Incapables de riposte, les indépendantistes se contentent d’encaisser le coup. Il faut bien admettre que Michaëlle Jean, à la figure angélique, au charme enjôleur est une figure inattaquable. D’abord, elle n’a jamais fait de politique, peut-on lui reprocher d’avoir changé de camp, d’avoir tourné le dos aux siens? D’autant plus que le prestige de la fonction a permis de domestiquer toute la mouvance intellectuelle québécoise autour des prix du Gouverneur Général. Quel récipiendaire de ce prix, tout indépendantiste soit-il, peut reprocher à cette amante des Arts, d’occuper le poste qui permet d’attribuer ce prix si convoité? Bref, face à cette nouvelle représentante de la monarchie, du colonialisme archaïque, les intellectuels québécois sont déculottés. S’ils s’étaient tenus debout dans les dernières années face à cette politique de domestication, Paul Martin ne pavoiserait pas autant. Il reste que Michaëlle Jean a fait un choix en toute connaissance de cause. Elle a beau être animatrice de Radio-Canada, elle baigne depuis des lustres dans l’atmosphère indépendantiste qui caractérise le milieu intellectuel qu’elle fréquente. Elle sait ce qu’elle fait et contre qui elle le fait. Elle n’est pas apolitique, elle sait qu’elle est au cœur d’un lutte politique cruciale et historique et que le camp qu’elle favorise désormais n’aura de cesse d’affaiblir, voire de détruire le mouvement indépendantiste dans une stratégie de mise au pas de la nation québécoise.

Ceux qui aimaient Michaëlle Jean ont bien raison d’être déçus. Et je suis un de ceux-là.
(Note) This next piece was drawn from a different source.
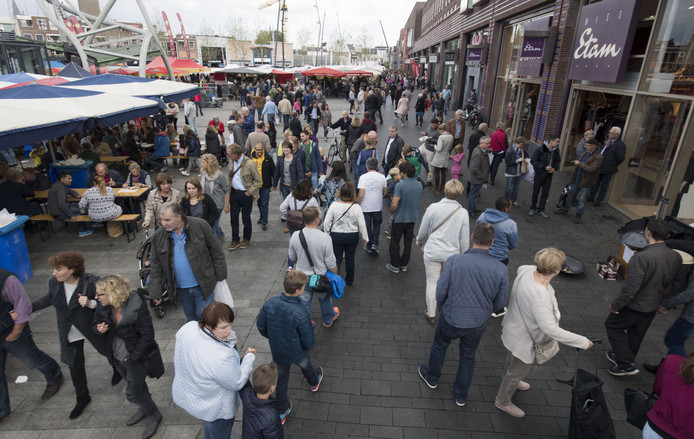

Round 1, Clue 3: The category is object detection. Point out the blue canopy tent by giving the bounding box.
[0,84,159,149]
[57,62,96,78]
[59,74,199,102]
Mais je me console vite parce que je sais que l’image de ce nouveau couple royal qu’elle fait avec le cinéaste Jean-Daniel Lafond sera bientôt écorchée au Canada anglais et que nous risquons d’assister à une superbe dégringolade qui risque d’être étonnante dans ses conséquences politiques.
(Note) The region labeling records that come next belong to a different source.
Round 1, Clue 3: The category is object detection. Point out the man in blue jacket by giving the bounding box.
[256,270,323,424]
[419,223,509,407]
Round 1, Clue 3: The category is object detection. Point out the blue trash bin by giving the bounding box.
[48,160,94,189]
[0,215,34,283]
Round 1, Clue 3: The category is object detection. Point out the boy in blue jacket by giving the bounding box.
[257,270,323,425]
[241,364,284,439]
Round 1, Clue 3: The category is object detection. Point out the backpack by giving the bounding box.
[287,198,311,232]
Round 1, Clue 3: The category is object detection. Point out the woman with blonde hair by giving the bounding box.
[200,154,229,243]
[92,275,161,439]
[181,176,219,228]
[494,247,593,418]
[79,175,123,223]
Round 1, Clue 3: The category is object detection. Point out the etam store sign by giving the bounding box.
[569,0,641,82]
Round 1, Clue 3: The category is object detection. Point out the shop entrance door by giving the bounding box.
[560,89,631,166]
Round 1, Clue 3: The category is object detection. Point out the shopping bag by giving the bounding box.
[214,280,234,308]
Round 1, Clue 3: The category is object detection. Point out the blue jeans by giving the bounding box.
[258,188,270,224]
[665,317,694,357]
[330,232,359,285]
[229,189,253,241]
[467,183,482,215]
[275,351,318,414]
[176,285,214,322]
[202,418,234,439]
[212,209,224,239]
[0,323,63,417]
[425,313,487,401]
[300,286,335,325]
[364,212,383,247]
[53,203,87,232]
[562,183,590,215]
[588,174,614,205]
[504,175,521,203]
Déjà Odile Tremblay, la chroniqueuse cinéma du Devoir, qui connaît bien Michaëlle et Jean-Daniel décrit bien l’impossible situation qu’ils risquent de vivre : « Or Jean-Daniel Lafond est ce documentariste qui a consacré un film à Pierre Perreault, un autre à Jacques Ferron, un autre encore aux felquistes Pierres Vallières et Charles Gagnon : des êtres purs attelés à un rêve d’indépendance. Son nationalisme, Jean-Daniel l’a exprimé à la radio, à travers ses films, ses écrits. Difficile de l’imaginer dans le rôle du prince consort fédéraliste qui retiendra sa langue. Il aime tant parler et le fait si bien… »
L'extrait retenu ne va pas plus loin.